Christians: Why are scientists more likely to be non-believers?

Eschatology = endtimes. The context of those verses will also give you some clues as to why it is endtimes. For example in Isaiah 19 you will see the phrase ‘in that day’ used several times. Those events are all part of endtimes.

Please. This is a cop out. You try to claim this like it’s some kind of get-out-of-logic-free card. You specifically said that the bible was your book because:

You’ve been shown unfulfilled and/or inaccurate prophesy repeatedly, and all you can say is ‘endtimes dont count’. End times prophesies are still prophecies.

This is just curiosity, but why don’t you give us an example of an unambiguous accurate fulfilled prophecy. Please note the ‘unambiguous’ stipulation. Claiming that there’s going to be war in the future, or famine or disease or sand isn’t prophecy.

This isn’t about individual expectaations. It is about what is observed. That fossil is morphologically consistent with an otter, not a seal.

Unfulfilled does not equal inaccurate, sorry.

The author of the commentary doesn’t agree with you - as I showed. I’m not even sure what to make of what you wrote here. You are the one who is bringing up Gen1:3. You were trying to make the passage say something about providing enough light to keep the plants alive (from v 1:3). This wasn’t the case as the commentary you linked to attests.

So why, all of a sudden, you are trying to say that I was comparing the Sun in v 1:16 with the light in 1:3 is bizarre.

Further, once again, there is no defense of the Moon producing it’s own light.

You are essentially just hand-waving here Reef Shark. You don’t seem to be following what you’ve previously argued. I think you believe that if you write something, anything, then you believe you’ve refuted the skeptic - no matter how irrelevant what you wrote is.

Then every book of prophecy is inerrant.

Cite? Why do you think they know it is a seal ancestor? I suspect internally they are quite different.
Of course it looks like an otter, since it was in the same niche as an otter. Superficially dolphins look like fish, but aren’t.

BTW, this is concerned with expectations, since I’m very curious why you reject clear evidence. I’m not a biologist, let alone an expert on seals, so I’ll trust the experts. Are you an expert? Or are you just rejecting anything not in line with your preconceived ideas?

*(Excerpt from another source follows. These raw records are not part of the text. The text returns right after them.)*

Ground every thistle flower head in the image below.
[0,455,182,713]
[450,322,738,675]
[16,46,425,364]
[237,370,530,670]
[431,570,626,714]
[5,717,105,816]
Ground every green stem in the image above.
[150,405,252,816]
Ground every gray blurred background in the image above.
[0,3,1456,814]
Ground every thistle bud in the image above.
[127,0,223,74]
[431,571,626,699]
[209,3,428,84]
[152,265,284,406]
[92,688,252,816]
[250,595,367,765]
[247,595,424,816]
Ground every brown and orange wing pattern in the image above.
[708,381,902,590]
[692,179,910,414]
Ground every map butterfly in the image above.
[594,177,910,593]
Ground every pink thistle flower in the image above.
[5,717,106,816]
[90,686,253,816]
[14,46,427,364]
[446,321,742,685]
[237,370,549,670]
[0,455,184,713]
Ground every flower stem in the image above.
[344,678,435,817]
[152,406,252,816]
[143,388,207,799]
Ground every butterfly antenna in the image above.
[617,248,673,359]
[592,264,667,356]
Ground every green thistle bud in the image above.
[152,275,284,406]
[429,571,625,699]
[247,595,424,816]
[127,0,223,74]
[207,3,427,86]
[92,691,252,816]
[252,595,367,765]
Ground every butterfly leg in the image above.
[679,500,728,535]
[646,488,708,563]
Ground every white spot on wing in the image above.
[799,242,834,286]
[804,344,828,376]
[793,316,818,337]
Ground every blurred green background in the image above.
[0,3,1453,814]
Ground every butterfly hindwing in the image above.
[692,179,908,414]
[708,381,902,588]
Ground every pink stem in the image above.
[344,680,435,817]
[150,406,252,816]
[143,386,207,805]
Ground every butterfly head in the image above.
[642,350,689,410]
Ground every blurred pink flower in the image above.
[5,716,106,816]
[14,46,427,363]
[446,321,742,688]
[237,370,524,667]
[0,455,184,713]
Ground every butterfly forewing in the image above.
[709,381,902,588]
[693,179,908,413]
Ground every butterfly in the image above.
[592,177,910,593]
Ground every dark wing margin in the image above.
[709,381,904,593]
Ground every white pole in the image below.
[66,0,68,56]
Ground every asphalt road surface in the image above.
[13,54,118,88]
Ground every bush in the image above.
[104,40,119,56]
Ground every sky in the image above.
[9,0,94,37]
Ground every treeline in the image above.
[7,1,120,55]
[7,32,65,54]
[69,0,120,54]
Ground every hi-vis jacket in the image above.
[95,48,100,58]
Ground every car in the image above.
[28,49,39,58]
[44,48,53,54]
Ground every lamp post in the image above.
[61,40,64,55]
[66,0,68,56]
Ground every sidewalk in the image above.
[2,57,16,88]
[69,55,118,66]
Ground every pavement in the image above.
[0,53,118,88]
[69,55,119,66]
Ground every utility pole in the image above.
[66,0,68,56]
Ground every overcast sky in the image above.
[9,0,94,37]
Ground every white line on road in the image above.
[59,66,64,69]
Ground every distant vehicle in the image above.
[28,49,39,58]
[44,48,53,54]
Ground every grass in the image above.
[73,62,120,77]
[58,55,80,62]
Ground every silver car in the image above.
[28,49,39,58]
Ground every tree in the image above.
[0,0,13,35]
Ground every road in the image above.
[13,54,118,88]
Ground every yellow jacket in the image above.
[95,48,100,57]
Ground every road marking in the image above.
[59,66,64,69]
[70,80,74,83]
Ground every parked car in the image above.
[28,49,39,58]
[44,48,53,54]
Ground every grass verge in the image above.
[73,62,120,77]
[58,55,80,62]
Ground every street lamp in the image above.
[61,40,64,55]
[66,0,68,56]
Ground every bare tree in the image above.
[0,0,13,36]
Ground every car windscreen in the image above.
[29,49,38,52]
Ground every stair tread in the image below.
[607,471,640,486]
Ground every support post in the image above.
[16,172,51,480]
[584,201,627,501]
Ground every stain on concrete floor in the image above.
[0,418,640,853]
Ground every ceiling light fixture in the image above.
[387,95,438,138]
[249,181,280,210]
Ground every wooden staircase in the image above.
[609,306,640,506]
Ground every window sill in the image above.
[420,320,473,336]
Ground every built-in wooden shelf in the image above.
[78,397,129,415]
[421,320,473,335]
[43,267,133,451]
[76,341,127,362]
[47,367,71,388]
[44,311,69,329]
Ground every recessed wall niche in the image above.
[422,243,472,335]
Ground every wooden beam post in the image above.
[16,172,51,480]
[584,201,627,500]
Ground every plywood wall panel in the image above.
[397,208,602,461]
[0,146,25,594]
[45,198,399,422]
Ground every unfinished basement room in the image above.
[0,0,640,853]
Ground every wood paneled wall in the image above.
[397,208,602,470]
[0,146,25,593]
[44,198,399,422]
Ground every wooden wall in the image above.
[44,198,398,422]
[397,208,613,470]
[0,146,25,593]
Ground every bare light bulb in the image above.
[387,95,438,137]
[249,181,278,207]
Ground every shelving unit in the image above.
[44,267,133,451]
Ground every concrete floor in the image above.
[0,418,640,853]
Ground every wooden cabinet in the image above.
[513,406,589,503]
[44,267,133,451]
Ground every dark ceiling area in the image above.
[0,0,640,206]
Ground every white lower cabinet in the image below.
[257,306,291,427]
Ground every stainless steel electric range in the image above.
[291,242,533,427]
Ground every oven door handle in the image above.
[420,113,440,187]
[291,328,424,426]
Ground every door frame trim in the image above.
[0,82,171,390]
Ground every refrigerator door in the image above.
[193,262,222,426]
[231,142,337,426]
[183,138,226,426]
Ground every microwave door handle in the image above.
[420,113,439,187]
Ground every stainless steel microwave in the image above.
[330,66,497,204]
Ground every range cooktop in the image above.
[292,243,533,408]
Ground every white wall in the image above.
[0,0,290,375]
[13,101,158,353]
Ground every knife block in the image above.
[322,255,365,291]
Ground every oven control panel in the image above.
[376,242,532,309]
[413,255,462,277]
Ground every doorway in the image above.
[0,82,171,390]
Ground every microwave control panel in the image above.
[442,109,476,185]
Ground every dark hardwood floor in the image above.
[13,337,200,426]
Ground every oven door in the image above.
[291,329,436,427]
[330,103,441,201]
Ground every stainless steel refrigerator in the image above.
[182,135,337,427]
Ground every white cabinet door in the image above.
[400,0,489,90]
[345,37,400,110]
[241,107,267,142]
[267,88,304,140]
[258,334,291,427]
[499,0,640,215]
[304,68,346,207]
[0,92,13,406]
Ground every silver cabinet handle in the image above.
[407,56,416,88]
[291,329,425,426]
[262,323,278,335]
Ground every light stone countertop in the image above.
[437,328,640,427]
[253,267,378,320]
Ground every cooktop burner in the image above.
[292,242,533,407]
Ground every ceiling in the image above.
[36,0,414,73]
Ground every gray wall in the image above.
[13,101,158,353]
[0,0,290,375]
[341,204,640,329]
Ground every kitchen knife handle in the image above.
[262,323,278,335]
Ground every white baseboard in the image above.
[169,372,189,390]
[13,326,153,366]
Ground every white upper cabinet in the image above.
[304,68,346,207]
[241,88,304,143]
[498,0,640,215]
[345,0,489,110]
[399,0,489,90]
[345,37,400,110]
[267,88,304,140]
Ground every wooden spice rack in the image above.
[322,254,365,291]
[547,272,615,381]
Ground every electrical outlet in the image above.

It does if the prophecy has an expiration date.

Yeah, dodge that question! Don’t bother answering any real questions, don’t bother actually defending your position, just fall back on old denials! You really can’t beat the classics.

So are you going to give us an example of unambiguous fulfilled prophecy, which apparently there must be or you wouldn’t have claimed it, or just keep on claiming you’re right without anything to back it up?

And remember: It’s not a prophesy if you can’t show that it was written before the event it predicts.

I’ve only ever seen religion venture outside its natural domain: generally when they make a claim about reality.

However, I’ve never seen a scientific article on the trinity, for example.

On the other hand, science would be soooo much easier if blind guessing was accepted as fact.

Yeah, and focusing on why implies there is something there to ask why about. Religious whys are kind of like saying why fairies like certain flowers to cavort about.